28 December 2021
Guest post by Max Roger
This is the time of the year when most people set some New Year’s Resolutions. Another word for these is ‘goals’. However, by the end of January 2022 nearly every single one that is set, and set with great intentions, will have been failed and forgotten. So, what can you do to make sure that you aren’t one of those people? How can you achieve your goal?
This article will look at just that, covering: the 3 different types of goals, the importance of a date, and breaking it down into baby steps.
Firstly, it’s important to understand the 3 different types of goals so that you can then bear this in mind when making yours to ensure that you pick the best type (yes there is a best type).

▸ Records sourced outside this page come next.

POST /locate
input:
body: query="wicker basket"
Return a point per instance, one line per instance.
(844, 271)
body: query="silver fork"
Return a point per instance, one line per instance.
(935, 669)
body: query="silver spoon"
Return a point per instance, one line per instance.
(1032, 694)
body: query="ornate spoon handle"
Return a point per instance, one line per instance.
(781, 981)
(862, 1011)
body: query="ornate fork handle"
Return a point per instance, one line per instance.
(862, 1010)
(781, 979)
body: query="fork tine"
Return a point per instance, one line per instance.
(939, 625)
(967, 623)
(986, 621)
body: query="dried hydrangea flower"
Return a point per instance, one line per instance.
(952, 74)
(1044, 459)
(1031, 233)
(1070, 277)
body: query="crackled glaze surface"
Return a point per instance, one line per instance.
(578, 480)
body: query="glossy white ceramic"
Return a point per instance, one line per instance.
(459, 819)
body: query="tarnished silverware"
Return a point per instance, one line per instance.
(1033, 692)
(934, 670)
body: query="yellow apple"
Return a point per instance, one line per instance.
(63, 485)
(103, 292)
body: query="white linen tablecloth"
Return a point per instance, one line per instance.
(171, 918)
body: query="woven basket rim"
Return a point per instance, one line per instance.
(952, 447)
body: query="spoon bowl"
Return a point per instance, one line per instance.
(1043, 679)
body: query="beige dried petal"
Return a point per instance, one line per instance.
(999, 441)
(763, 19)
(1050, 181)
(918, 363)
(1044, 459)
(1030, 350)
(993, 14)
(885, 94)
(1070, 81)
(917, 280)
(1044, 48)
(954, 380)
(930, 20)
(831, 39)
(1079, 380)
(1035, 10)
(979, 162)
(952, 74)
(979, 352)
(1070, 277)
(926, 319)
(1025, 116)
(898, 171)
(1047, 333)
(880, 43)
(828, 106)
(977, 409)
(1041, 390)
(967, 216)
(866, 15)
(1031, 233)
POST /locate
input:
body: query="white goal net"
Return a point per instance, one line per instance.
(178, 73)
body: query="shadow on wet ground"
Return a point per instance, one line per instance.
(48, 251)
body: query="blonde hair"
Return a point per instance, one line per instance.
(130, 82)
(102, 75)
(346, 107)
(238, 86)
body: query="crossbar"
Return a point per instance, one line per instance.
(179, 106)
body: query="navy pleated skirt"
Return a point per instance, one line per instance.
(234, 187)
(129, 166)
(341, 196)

The 3 types are: process, performance, and outcome.
An outcome goal is what most people go for – and that’s a big reason that most people fail with their goal. It’s where all you think about is that end goal. Examples of outcome goals are; ‘losing 5kg of fat’, or ‘getting a faster 5km time’. There’s no detail here at all, and certainly nothing controllable.
A performance goal is better. It’s where you have a metric that you’re measuring that will contribute towards your outcome. For example, ‘I’ll run slightly faster than my last race in this next one for 4 out of the 5km’. Whilst that’s likely to get you a better 5km time, it’s still focused on the outcome and not detailed enough to make a difference to you. There’s also very little that is controllable there.
Having a date puts some pressure on you, as you know that if you do let things slip, you’re making it harder and harder to achieve your goal with that impending deadline looming.
The 3rd type of goal is the process goal. (This is the best one that I mentioned)! A process goal is one where you focus on the things that you can control (the ‘controllables’) that, if completed, will get you to achieve your goal. An example is ‘doing 3 training runs per week at the prescribed pace’, or ‘completing all programmed sets in the gym each week’. If you consistently do these things, that is what will make the difference and get you a faster 5km time.
Now that we know what type of goal you want, it’s important to add an end date to it. A date helps to keep you accountable to your goal. Without it it’s far easier to let things slip, saying things such as; ‘I’ll do it tomorrow instead’, or ‘another mince pie won’t matter’. However, having a date puts some pressure on you, as you know that if you do let things slip, you’re making it harder and harder to achieve your goal with that impending deadline looming.
The date shouldn’t be so close that it’s impossible to achieve, or so far that it seems distant and unimportant. It’s about finding that sweet spot where it’s challenging but possible if you perform your controllables.
That ties us into the third section: baby steps. These are the small goals along the way to your bigger one, that if you do focus on the process and the things that you can control, you will achieve. It’s important to have these as often a big goal can seem daunting. If it’s too daunting, then when things are really getting tough (and you will go through phases of this when you pursue any goal) it’s much easier and more likely that you will quit. However, if the focus is on the next baby step – the next small process goal – then that is a far less daunting task, so when the going gets tough making progress still seems achievable and so you keep putting in the required hard work.
Now that you understand the sort of goal that will give you the best chance of success (keeping it process focused, with an end date, and broken down into baby steps) it’s the perfect time to make your own. Write them down and put it up somewhere that you’ll see every day. Good luck!